Postgres performance

Aidan_Mountford · April 2, 2003, 10:21am

Hello all,

I am using RT with a pg backend.

I am having some fairly serious issues relating to the performance of some
of the queries built by the query builder.

The worst issues seem to appear from an ACL lookup that occurs when
responding/commenting.

I have captured this query and note that it is not using joins.

To prove the point, i manually optimised this query, and reduced the
execution time from almost a minute down to about 4 seconds.

My question is, before I begin really trying to hack away at the way the
query builder works.

a) Is anyone else doing this - or intend to??
b) Are there any know gotchas that will make this process difficult.

On another note:

I am looking at altering the ticket display/search to allow tickets that
have been updated since you last saw them to be displayed in a different
color.

Once again,
Is anyone else doing this, or does anyone else want it.

Cheers

Aidan Mountford
Technical Director
MindVision Interactive P/L

Jesse_Vincent · April 2, 2003, 3:14pm

Hello all,

I am using RT with a pg backend.

I am having some fairly serious issues relating to the performance of some
of the queries built by the query builder.

The worst issues seem to appear from an ACL lookup that occurs when
responding/commenting.

I have captured this query and note that it is not using joins.

To prove the point, i manually optimised this query, and reduced the
execution time from almost a minute down to about 4 seconds.

Can you show us the unoptimized and optimized queries?

Request Tracker... So much more than a help desk — Best Practical Solutions – Trouble Ticketing. Free.

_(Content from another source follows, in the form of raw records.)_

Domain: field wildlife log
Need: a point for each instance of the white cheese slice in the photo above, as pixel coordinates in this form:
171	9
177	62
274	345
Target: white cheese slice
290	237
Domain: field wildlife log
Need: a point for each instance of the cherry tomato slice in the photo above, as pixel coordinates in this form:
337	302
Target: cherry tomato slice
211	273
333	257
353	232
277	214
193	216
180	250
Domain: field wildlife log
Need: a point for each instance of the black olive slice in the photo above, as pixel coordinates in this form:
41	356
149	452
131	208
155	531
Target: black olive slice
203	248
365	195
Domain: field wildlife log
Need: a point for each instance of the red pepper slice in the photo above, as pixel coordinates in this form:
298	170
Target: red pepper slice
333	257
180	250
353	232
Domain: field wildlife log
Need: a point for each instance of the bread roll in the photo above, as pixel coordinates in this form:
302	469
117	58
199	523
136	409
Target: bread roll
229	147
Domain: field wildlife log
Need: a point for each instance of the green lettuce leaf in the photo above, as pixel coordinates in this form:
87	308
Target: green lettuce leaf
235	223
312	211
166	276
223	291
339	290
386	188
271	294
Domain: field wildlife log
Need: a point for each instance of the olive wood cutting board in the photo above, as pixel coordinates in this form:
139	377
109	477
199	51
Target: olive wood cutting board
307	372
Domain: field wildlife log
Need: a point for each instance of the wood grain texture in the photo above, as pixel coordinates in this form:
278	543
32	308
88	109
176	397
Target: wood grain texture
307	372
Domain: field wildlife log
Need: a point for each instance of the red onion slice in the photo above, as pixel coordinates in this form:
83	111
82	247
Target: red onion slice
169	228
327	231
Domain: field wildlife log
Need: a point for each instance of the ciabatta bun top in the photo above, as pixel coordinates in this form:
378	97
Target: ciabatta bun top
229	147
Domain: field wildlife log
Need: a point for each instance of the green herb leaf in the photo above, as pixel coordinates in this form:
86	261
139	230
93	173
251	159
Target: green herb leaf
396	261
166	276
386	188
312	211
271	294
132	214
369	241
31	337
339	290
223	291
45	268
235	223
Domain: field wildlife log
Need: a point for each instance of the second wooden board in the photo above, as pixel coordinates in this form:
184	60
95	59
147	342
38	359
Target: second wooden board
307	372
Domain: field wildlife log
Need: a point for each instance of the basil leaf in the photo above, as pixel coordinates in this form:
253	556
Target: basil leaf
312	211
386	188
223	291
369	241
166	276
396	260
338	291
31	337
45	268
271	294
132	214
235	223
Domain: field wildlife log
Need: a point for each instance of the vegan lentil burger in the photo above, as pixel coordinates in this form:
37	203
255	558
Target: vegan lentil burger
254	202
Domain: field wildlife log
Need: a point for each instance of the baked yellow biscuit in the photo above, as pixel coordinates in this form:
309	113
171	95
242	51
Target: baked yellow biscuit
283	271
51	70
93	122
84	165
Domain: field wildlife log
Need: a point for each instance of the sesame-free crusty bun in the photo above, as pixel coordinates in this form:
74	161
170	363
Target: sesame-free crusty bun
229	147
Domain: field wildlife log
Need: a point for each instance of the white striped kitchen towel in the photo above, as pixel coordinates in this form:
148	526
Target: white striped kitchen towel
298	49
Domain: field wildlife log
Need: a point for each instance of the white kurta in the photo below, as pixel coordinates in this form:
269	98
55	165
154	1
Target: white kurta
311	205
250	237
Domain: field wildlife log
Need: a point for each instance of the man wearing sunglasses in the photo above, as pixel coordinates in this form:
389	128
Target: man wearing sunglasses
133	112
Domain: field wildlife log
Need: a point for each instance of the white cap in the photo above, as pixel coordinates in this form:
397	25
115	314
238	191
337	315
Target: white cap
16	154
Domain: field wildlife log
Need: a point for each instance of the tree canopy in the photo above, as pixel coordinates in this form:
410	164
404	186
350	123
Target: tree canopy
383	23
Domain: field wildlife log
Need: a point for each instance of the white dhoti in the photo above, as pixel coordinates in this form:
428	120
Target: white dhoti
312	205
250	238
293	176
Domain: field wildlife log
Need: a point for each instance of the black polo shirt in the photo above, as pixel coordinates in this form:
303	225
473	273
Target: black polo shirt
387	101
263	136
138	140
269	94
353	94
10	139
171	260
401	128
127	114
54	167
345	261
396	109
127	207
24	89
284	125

Vivek_Khera · April 2, 2003, 4:52pm

“AM” == Aidan Mountford aidan@oz.to writes:

AM> I am having some fairly serious issues relating to the performance of some
AM> of the queries built by the query builder.

Do you have all the recommended indexes built?

Have you run “vacuum analyze” on them to generate the index stats
postgres needs to use them effectively?

Have you ever run vacuum on the tables to keep them of manageable
size? If not, run a “vacuum full analyze” first, then daily/weekly
run regular “vacuum analyze”.

Aidan_Mountford · April 3, 2003, 2:11am

Yep - Can do…

The original query looks like this…

SELECT DISTINCT main.*
FROM Users main,
Principals Principals_1,
Groups Groups_2,
Principals Principals_3,
Principals Principals_4,
ACL ACL_5,
CachedGroupMembers CachedGroupMembers_6,
CachedGroupMembers CachedGroupMembers_7
WHERE ((ACL_5.RightName = ‘SuperUser’)
OR (ACL_5.RightName = ‘OwnTicket’))
AND CachedGroupMembers_7.GroupId = ‘4’
AND Principals_1.Disabled = ‘0’
AND Principals_1.PrincipalType = ‘User’
AND Principals_3.PrincipalType = ‘User’
AND (ACL_5.ObjectType = ‘RT::System’
OR (ACL_5.ObjectType = ‘RT::Queue’
AND ACL_5.ObjectId = ‘14’))
AND ((ACL_5.PrincipalId = Principals_4.Id
AND Principals_4.id = Groups_2.Id
AND ACL_5.PrincipalType = ‘Group’
AND (Groups_2.Domain = ‘SystemInternal’
OR Groups_2.Domain = ‘UserDefined’
OR Groups_2.Domain = ‘ACLEquivalence’))
OR ( ( (Groups_2.Domain = ‘RT::Queue-Role’
AND Groups_2.Instance = ‘14’)
OR (Groups_2.Domain = ‘RT::Ticket-Role’
AND Groups_2.Instance = ‘135’))
AND Groups_2.Type = ACL_5.PrincipalType
AND Groups_2.Id = Principals_4.id
AND Principals_4.PrincipalType = ‘Group’))
AND main.id = Principals_1.id
AND Principals_1.id = CachedGroupMembers_7.MemberId
AND main.id = Principals_3.id
AND CachedGroupMembers_6.MemberId = Principals_3.Id
AND CachedGroupMembers_6.GroupId = Principals_4.Id
ORDER BY main.Name ASC

The above took 59 seconds on our production DB (and returned 10 rows)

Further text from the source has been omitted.